Much criticised film earned just under $65,000 and was shown at just 38 screens in its opening weekend
The controversial film showcasing the final two years of the life of Britain’s Princess Diana, and which was backed by a Saudi investor, has flopped in the US, taking just under $65,000 on its opening weekend.
British-born Australian actress Naomi Watts stars in the film, which received its red carpet world premiere in London on September 5 and was released in the US on November 1.
Official figures show the movie was shown in just 38 screens and sold just $64,914 worth of tickets, or $1,708 per screening, making it the 38th most popular film released that weekend.
By comparison, the number one film at the US box office, Harrison Ford's Ender’s Game, sold $27m worth of tickets at 3,407 screens. This gave it an average of $7,930 per screenings, more than four times the average earned by the Diana movie.
The movie is based on "Diana: Her Last Love", a book by author Kate Snell published in 2000, which argues that the estranged wife of British heir Prince Charles had a two year relationship with Pakistani doctor Hasnat Khan before being killed in the infamous car crash in Paris.
Producers behind the film confirmed to Arabian Business in September one of the investors behind the movie was a UK-based Saudi businessman.
“Diana had investment from a Saudi businessman but based in UK. He owns a French based distribution company. Apart from that we have none,” Douglas Rae, managing director and executive producer of Ecosse Films, the production company behind the film, said when asked if any Arab investment had been involved in the financing of the film.

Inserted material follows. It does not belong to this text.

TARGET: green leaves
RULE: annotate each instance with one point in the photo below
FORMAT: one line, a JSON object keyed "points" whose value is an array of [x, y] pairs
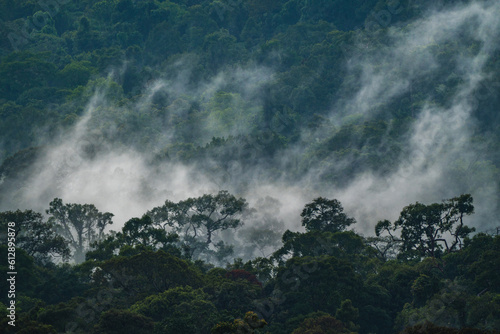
{"points": [[428, 230], [325, 215]]}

The film was not been warmly received and the British tabloids - who followed every twist and turn from Diana's 1981 marriage to Prince Charles, to their divorce and her death in a 1997 Paris car crash - were scathing about the film from German director Oliver Hirschbiegel.
"The Queen of Hearts has been recast as a sad-sack singleton that even Bridget Jones would cross the street to avoid," wrote the Mirror's David Edwards in a one-star review dubbing the film a "cheap and cheerless effort".

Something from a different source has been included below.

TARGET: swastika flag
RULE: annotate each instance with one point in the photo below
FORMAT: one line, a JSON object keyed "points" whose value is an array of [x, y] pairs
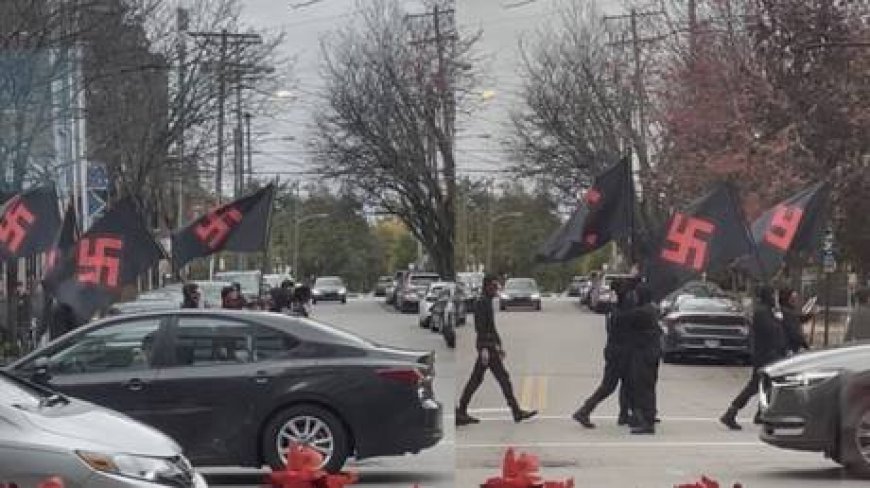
{"points": [[91, 274], [707, 235], [241, 225], [792, 226], [29, 223], [604, 214]]}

The film, which reportedly has a budget in the region of around $40m has made just over $7m globally and earned $330,344 at cinemas in the UAE. The most popular markets have been the UK ($2.9m), France ($2.3m), Japan ($1.7m) and Australia ($1.4m).
Producers Ecosse Films, which also worked on films such as 2011’s ‘Wuthering Heights’, 2007’s ‘Becoming Jane’ and 1997’s ‘Mrs Brown’, are currently looking for Arab backers for a $150m film trilogy based around the Treasure Island books. “Treasure Island still seeks investment... [for] have potential funding opportunities,” Rae said.